ATI LPN
PN ATI Capstone Proctored Comprehensive Assessment 2020 A with NGN
1. A nurse is preparing to perform a sterile dressing change for a client with a surgical wound. Which action should the nurse take to prevent contamination during the dressing change?
- A. Proceed with the dressing change
- B. Restart the procedure if the sterile solution splashes onto the sterile field
- C. Continue without concern for minor splashes
- D. Delegate the task to another nurse
Correct answer: B
Rationale: The correct action for the nurse to take to prevent contamination during a sterile dressing change is to restart the procedure if the sterile solution splashes onto the sterile field. Any contamination of the sterile field compromises the aseptic technique and increases the risk of infection for the client. Therefore, it is crucial to maintain the sterility of the field throughout the procedure. Choices A, C, and D are incorrect because proceeding with the dressing change, continuing without concern for minor splashes, or delegating the task to another nurse would all compromise the sterility of the procedure and increase the risk of infection for the client.

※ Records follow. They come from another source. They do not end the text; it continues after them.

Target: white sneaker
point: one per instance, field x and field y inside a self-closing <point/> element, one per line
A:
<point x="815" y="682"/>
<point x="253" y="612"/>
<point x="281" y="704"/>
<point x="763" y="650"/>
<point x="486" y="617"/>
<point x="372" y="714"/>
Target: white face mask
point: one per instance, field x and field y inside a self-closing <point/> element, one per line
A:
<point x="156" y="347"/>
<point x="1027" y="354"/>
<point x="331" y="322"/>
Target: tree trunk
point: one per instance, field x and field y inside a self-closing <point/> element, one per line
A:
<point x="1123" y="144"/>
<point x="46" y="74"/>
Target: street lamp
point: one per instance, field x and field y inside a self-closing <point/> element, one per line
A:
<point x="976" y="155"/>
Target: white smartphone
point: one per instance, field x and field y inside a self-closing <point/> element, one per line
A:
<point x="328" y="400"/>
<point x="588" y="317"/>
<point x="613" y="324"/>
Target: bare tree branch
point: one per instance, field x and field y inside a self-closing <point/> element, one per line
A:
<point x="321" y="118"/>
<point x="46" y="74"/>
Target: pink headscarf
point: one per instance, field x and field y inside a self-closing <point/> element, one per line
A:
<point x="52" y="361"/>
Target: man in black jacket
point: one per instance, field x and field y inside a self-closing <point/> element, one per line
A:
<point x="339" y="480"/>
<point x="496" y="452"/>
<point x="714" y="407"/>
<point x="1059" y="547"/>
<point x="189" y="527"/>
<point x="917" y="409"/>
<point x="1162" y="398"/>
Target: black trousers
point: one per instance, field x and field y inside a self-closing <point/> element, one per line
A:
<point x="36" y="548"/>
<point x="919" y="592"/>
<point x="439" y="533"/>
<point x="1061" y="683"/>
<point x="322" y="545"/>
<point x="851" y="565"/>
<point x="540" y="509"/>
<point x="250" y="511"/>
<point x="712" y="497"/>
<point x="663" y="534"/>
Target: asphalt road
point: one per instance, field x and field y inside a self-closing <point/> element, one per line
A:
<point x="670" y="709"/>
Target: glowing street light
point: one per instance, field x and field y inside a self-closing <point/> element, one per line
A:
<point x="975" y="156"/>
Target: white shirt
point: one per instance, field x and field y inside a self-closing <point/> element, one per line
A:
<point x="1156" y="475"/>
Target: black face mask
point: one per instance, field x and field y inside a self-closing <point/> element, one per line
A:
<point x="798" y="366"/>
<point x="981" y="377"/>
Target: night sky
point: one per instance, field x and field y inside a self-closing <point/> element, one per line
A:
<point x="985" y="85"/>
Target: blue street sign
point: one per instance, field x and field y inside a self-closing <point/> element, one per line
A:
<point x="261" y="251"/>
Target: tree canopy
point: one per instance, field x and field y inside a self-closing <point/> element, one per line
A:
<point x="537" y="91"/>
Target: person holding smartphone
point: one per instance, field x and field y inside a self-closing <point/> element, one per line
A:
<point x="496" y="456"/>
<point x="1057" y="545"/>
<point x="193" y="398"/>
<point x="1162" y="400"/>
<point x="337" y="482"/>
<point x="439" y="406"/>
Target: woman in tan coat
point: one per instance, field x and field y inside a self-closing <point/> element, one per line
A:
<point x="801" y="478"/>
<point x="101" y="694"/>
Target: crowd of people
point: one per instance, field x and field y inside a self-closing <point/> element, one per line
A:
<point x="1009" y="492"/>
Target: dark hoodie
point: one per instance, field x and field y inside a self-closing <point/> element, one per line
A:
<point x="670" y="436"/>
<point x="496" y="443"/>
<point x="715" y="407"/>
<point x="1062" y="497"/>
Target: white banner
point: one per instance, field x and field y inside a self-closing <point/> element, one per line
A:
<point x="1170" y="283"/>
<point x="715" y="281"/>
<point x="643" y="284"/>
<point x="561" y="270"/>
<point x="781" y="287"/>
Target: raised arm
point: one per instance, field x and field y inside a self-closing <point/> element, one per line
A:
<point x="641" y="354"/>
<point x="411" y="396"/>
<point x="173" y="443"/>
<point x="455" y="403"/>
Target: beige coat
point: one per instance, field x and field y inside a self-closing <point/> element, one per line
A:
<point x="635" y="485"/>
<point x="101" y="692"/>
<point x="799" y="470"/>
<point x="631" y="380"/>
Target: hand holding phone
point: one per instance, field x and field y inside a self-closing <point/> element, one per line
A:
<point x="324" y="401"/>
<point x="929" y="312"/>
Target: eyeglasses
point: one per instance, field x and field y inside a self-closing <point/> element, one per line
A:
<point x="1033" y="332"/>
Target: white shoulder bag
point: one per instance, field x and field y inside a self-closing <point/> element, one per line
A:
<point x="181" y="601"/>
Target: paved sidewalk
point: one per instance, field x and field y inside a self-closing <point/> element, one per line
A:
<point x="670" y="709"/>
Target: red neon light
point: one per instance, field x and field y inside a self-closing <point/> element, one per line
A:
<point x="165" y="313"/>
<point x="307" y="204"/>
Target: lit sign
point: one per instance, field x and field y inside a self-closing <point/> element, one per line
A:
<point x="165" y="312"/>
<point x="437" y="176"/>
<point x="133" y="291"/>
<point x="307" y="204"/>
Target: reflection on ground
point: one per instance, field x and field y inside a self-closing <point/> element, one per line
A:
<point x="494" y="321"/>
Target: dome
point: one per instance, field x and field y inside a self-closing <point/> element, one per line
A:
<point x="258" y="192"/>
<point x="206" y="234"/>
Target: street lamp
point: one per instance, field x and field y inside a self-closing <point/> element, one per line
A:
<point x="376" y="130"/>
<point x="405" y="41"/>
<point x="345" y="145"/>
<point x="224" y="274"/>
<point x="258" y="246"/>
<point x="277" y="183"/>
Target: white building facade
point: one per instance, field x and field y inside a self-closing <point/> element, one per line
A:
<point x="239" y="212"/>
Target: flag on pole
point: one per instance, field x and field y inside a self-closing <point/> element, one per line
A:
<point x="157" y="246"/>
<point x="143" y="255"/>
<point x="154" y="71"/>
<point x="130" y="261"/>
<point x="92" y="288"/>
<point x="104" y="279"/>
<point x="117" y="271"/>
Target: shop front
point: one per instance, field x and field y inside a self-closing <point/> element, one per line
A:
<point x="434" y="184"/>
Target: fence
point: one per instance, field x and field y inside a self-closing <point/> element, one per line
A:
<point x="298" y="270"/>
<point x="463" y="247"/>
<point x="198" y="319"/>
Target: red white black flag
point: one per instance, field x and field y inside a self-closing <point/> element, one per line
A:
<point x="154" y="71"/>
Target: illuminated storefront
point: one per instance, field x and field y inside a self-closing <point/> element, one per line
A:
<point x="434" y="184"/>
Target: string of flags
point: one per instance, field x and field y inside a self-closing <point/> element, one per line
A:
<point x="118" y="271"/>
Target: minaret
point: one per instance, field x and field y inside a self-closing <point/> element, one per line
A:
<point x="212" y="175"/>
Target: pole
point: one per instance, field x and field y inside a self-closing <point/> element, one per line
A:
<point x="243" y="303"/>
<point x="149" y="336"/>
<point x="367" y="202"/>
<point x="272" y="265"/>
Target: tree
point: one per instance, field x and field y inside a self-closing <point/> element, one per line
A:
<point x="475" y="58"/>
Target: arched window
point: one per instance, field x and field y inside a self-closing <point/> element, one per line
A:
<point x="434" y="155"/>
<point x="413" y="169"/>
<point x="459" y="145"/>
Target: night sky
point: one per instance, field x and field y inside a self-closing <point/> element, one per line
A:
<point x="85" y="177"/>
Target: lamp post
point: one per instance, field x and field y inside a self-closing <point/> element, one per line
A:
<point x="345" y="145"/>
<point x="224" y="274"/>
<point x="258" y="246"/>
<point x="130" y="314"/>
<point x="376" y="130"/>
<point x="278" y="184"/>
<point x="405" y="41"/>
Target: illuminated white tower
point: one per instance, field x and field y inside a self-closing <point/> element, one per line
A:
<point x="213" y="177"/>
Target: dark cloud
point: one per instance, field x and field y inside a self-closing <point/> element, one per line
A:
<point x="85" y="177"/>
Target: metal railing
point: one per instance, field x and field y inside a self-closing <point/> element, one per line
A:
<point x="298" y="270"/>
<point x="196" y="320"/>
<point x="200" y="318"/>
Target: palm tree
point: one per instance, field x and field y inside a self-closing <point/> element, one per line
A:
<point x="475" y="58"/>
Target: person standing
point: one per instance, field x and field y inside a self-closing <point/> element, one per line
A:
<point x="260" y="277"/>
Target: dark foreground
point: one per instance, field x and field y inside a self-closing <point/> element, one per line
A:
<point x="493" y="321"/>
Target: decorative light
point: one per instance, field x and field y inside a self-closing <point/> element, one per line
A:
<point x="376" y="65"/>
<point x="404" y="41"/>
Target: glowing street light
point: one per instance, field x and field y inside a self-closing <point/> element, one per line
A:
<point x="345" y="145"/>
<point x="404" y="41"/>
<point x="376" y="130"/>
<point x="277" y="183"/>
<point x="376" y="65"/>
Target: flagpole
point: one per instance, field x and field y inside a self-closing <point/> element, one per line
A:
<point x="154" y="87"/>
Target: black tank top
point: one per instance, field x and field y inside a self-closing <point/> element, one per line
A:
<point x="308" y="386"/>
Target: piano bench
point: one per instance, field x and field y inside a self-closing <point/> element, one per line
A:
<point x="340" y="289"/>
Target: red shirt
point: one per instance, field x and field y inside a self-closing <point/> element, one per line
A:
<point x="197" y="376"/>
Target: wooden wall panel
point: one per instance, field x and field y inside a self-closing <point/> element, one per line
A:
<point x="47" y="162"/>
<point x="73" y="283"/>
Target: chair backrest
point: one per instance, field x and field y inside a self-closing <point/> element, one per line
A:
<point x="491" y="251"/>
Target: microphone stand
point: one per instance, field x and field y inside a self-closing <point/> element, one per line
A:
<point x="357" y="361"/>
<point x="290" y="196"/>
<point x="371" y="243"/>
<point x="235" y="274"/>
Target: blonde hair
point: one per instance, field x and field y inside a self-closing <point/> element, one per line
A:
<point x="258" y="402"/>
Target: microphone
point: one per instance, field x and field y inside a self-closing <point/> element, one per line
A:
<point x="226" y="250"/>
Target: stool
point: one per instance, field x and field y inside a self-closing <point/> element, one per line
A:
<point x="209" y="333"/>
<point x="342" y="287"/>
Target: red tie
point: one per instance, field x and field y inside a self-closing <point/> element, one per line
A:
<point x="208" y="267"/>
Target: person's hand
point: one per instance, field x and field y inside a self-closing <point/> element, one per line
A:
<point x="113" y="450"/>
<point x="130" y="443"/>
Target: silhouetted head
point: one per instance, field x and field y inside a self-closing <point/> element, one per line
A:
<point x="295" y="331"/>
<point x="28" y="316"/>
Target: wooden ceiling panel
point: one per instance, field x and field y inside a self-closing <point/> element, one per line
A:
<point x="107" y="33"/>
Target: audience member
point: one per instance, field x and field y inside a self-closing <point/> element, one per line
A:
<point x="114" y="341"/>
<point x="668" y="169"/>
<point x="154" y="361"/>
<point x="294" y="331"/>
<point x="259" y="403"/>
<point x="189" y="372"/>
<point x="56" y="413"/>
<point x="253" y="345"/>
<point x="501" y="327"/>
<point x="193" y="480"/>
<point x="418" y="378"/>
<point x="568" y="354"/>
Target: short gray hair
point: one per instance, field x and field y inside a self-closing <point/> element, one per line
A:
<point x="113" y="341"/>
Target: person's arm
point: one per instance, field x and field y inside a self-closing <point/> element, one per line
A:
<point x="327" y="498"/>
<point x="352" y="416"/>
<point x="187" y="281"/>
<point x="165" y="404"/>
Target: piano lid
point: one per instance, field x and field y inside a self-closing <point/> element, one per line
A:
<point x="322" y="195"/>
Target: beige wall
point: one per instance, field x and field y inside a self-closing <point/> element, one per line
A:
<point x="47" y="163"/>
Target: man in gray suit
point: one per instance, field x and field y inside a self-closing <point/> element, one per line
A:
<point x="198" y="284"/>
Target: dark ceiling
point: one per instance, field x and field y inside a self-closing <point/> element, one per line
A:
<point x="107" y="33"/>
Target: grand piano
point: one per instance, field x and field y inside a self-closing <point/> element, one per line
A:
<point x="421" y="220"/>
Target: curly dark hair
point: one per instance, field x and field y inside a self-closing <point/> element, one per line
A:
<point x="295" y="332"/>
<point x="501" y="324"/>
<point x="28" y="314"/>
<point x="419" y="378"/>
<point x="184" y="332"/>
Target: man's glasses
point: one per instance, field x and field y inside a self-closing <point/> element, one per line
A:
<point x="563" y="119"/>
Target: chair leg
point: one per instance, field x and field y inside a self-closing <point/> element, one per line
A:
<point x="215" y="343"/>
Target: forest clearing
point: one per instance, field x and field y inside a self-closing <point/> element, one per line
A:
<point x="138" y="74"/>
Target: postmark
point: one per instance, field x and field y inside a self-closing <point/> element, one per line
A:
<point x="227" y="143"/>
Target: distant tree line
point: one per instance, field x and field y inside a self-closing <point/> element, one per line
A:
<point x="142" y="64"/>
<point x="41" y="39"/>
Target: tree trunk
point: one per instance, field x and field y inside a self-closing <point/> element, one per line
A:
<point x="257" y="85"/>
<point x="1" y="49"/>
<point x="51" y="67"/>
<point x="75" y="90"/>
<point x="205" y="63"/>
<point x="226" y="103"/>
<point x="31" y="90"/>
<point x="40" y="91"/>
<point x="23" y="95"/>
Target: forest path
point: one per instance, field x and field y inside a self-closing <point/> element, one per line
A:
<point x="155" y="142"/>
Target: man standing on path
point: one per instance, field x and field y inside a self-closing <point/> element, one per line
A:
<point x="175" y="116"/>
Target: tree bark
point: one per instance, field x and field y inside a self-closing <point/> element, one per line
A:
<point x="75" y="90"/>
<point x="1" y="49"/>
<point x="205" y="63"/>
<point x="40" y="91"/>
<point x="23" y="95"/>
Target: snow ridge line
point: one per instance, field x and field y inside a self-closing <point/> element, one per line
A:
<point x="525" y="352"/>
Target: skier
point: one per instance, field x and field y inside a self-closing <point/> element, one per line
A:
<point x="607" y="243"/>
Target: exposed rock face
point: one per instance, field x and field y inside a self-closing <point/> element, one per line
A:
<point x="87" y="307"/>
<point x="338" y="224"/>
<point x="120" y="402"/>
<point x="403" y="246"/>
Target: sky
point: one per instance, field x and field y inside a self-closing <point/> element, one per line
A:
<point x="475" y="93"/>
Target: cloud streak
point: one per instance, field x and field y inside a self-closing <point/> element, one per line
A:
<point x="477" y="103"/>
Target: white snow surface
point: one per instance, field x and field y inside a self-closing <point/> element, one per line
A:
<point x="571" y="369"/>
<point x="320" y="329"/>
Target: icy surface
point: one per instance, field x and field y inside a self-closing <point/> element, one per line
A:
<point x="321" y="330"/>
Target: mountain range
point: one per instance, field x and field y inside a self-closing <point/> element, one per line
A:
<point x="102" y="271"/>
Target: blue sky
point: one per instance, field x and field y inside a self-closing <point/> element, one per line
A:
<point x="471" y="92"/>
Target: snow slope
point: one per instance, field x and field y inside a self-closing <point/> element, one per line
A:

2. A nurse is assessing a client with chronic kidney disease. Which laboratory value would indicate the need for hemodialysis?
- A. Glomerular filtration rate (GFR) of 14 mL/min
- B. BUN 16 mg/dL
- C. Serum magnesium 1.8 mg/dL
- D. Serum phosphorus 4.0 mg/dL
Correct answer: A
Rationale: A GFR of 14 mL/min indicates significant kidney damage and a severe decrease in kidney function. This level of GFR typically indicates the need for hemodialysis to help the kidneys perform their function adequately. BUN, serum magnesium, and serum phosphorus levels are important in assessing kidney function and managing chronic kidney disease but do not specifically indicate the need for hemodialysis. Therefore, choices B, C, and D are incorrect.
3. A nurse is caring for a client with a new prescription for atorvastatin. Which of the following should the nurse monitor?
- A. Liver function tests
- B. Potassium levels
- C. Blood glucose levels
- D. Serum calcium levels
Correct answer: A
Rationale: The correct answer is A: Liver function tests. Atorvastatin, a medication commonly used to lower cholesterol levels, can potentially cause liver damage as a side effect. Monitoring liver function tests is essential to detect any abnormalities early. Choices B, C, and D are incorrect because atorvastatin is not known to directly impact potassium levels, blood glucose levels, or serum calcium levels. While these parameters may be monitored for other reasons, the priority when administering atorvastatin is to monitor liver function due to the risk of hepatotoxicity.
4. A nurse is preparing to administer a dose of digoxin. Which of the following should the nurse do first?
- A. Assess blood pressure
- B. Check heart rate
- C. Monitor potassium levels
- D. Review the medication order
Correct answer: B
Rationale: The correct answer is to check the heart rate first before administering digoxin. Digoxin is a medication that directly affects the heart, so it is crucial to ensure that the heart rate is within the appropriate range before giving the dose. If the heart rate is below 60 bpm, administering digoxin could lead to toxicity. Assessing blood pressure (Choice A) is important but not the first priority when preparing to administer digoxin. Monitoring potassium levels (Choice C) is also crucial for patients on digoxin, but it is not the initial step. Reviewing the medication order (Choice D) is necessary but can be done after checking the heart rate.
5. A nurse is caring for a client who is receiving magnesium sulfate for preeclampsia. Which of the following findings should the nurse report to the healthcare provider?
- A. Urinary output of 40 mL/hr
- B. Respiratory rate of 10 breaths per minute
- C. Absent deep tendon reflexes
- D. Blood pressure of 150/90 mm Hg
Correct answer: B
Rationale: Magnesium sulfate can depress the central nervous system, leading to respiratory depression. A respiratory rate of 10 breaths per minute is below the normal range and requires immediate intervention. Urinary output of 40 mL/hr (Choice A) is within the normal range for a client receiving magnesium sulfate. Absent deep tendon reflexes (Choice C) are an expected finding due to the medication's effect on neuromuscular excitability. A blood pressure of 150/90 mm Hg (Choice D) is slightly elevated but not a priority concern compared to severe respiratory depression.